Parece que estamos sozinhos na "Jangada de Pedra" (Os espanhóis não quiseram alinhar?).
A divergir assim da Europa, cedo chegaremos ao Brasil.
Valha-nos o samba e as mulatas...

Publicado por: Vítor às dezembro 23, 2005 01:30 AM

A sambar já andamos nós.

Publicado por: sambista às dezembro 23, 2005 01:51 AM

Nós estamos a caminho de ser uma Sicília.

As "mafias" instaladas à volta do bolo orçamental preferem dizer tudo, mas mesmo tudo, a aceitarem que o caminho é reduzir despesa estatal excessiva para deixar o sector privado respirar.

E o pior é que, enquanto arranjarem verbas lá de fora para irem injectando no bolo, pouco lhes interessa que o bolo seja já um pudim molotoff com tempo de cozedura a mais (para os que não sabem, encolhe e muito... como a linha de Portugal no gráfico acima).

Publicado por: J P Castro às dezembro 23, 2005 02:49 AM

Pode ainda piorar

http://ablasfemia.blogspot.com/2005/12/da-vocao-para-um-pas-de-eventos-5.html

Publicado por: Bruxo às dezembro 23, 2005 03:22 AM

Joana

Por mera curiosidade académica: se fosse 1o Ministro durante um dia e lhe permitissem implementar imediatamente tres medidas concretas para tentar reverter essa 'marcha para o abismo', quais escolheria?

Publicado por: MRP às dezembro 23, 2005 09:25 AM

Pois é, estamos feitos, mas cada um só quer é salvaguardar os seus interesses mesquinhos

Publicado por: VSousa às dezembro 23, 2005 09:51 AM

A comparação apresentada é com a média da UE. Embora Portugal estaja a divergir dessa média, isso não quer dizer que Portugal esteja a ficar mais pobre. Uma vez que a média está permanentemente a deslocar-se para cima. Convem, portanto, desdramatizar.

A Joana argumenta que deverá haver uma tendência para, dentro da UE, todos os países convergirem para a média. Embora as teorias da economia clássica assim o prevejam, essas teorias raramente se verificam na prática. Há países e povos mais diligentes, ou mais organizados, ou mais inventivos, do que outros. Mesmo em grandes nações em regime de mercado livre (e.g. os EUA) há regiões mais desenvolvidas do que outras, e não há uma tendência persistente para a igualitarização das regiões. Ou seja, não é forçoso que devesse haver uma tendência de longo prazo para Portugal se aproximar da média da UE.

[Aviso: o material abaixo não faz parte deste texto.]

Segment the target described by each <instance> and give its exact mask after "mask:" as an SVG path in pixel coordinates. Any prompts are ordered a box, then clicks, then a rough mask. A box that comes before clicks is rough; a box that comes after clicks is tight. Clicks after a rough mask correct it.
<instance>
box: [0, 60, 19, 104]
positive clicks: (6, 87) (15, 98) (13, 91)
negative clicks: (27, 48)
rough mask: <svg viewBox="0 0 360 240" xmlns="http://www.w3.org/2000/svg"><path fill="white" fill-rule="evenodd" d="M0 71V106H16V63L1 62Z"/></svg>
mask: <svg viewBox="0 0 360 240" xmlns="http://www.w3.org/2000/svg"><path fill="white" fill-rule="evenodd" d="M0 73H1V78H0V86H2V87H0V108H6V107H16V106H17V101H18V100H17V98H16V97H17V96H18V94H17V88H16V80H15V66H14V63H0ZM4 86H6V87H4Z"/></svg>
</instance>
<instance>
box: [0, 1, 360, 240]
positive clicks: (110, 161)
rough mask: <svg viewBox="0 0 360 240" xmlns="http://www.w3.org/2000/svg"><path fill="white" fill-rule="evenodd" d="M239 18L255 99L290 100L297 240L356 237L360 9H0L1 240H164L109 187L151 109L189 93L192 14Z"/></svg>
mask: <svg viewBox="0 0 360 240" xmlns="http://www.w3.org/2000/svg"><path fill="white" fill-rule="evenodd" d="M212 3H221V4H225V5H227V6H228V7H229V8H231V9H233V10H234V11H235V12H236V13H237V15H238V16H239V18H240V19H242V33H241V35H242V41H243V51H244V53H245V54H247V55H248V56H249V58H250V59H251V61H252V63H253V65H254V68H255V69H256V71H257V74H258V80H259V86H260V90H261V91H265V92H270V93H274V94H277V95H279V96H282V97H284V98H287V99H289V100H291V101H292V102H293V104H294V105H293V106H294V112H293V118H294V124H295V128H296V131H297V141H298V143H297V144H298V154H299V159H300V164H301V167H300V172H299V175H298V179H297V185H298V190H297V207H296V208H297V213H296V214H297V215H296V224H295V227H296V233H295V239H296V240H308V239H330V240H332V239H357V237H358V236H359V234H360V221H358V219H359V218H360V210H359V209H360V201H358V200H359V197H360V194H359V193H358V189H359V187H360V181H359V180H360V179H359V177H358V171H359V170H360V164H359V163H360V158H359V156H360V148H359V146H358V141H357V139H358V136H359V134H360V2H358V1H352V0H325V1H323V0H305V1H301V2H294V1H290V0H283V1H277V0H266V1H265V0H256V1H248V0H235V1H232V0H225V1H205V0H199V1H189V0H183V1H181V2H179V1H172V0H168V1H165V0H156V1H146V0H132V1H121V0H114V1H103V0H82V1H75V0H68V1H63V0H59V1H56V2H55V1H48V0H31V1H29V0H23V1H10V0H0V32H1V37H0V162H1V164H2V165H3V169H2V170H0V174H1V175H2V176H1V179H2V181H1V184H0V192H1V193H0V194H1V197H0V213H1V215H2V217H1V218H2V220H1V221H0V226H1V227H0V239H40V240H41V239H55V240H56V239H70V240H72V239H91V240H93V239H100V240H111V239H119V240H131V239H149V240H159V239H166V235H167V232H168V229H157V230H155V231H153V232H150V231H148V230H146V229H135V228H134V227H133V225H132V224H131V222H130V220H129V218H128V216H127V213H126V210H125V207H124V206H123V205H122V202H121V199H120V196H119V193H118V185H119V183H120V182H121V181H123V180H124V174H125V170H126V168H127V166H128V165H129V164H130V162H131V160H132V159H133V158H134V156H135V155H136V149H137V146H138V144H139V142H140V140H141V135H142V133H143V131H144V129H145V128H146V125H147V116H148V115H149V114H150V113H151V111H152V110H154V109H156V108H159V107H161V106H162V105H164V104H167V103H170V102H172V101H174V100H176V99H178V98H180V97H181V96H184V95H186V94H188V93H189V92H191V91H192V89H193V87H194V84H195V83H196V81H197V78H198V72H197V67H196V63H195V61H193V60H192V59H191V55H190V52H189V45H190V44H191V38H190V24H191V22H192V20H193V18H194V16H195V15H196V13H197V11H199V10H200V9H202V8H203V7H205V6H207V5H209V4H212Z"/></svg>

Se há alguns países que, dentro da UE, divergem para cima (Irlanda, Luxemburgo) é admissível que haja também países que divirjam para baixo (Portugal). Isso só demonstra que, precisamente, há diferenças assinaláveis entre os povos, e não há a tal tendência forçosa para a igualitarização.

Fruto da adesão à UE e da ambição persistente dos portugueses de terem um padrão de vida equivalente ao "europeu", considera-se normal que Portugal se compare com a média da UE. Mas isto não é tão evidente assim. Num mundo em globalização crescente, Portugal não está essencialmente em competição com o resto da Europa, mas sim com o resto do mundo, incluindo países como o México, a Turquia e a China. Não é óbvio que, num tal padrão, Portugal se esteja a portar tão mal assim.

Publicado por: Luís Lavoura às dezembro 23, 2005 11:10 AM

Caro MRP 09:25 AM

Não sou a Joana, mas digo-lhe a minha primeira medida (estilo "cuidar dos vivos e enterrar os mortes") para estancar a hemorragia, não uma medida para o médio-longo prazo mas uma medida para ter resultados já no próximo ano.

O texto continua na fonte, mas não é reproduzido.